I mentioned that Paul and I are friends, but we don’t talk much these days. We’ve both been moving on, I suppose. He wrote a well-received history book, published a few years ago; I’ve recently published a poetry collection that has nothing to do with him. I live in Los Angeles, he lives in Vancouver. We email only once in a while (though we haven’t stopped signing those emails with “Love”).
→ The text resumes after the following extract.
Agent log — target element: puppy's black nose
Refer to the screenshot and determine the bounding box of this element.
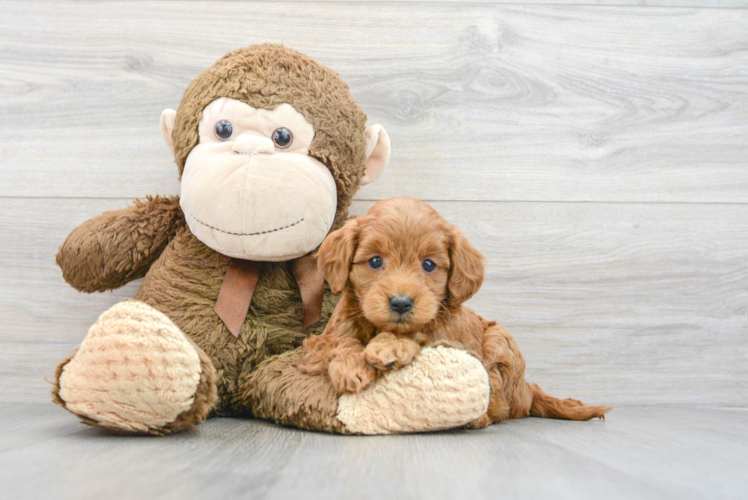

When I was undergoing treatment for stage 4 colon cancer in 2016, messages from Paul gave me comfort and courage, and I often found myself considering my medical struggles in light of his psychological struggles, and the myriad struggles of those he wrote about. But our correspondence is dwindling. He’s dealing with stage 4 kidney disease. He meditates now. He volunteers at a local hospice.
When I emailed that I was writing something about him and the mental health of war reporters, I wasn’t sure he’d respond quickly, or at all. But he wrote back within minutes. He would write more “overnight”—he doesn’t sleep well, due to nightmares in which he says he is “usually running from someone or something”—but regarding Ukraine he had only this to share: “As always, the lies and hypocrisy pain me as much as the killing.”
This is the core value of journalism, it seems to me, as it is of vital storytelling of any kind: to speak the truth in the face of lies, especially when facts are suppressed, when propaganda fogs the picture and floods the story. In my response to Paul’s response, I asked him what he thought would happen in Ukraine—How will the war end? Will it escalate and spread?—but he hasn’t written back. Perhaps he doesn’t have the answers anymore, or he doesn’t want to have them.
The answers will come from the reporters who are there now, in Ukraine but in every war zone. These brave journalists are changed—“owned,” if you will—by the trauma they witness as they pass along their empathy, and the potential for action, to us.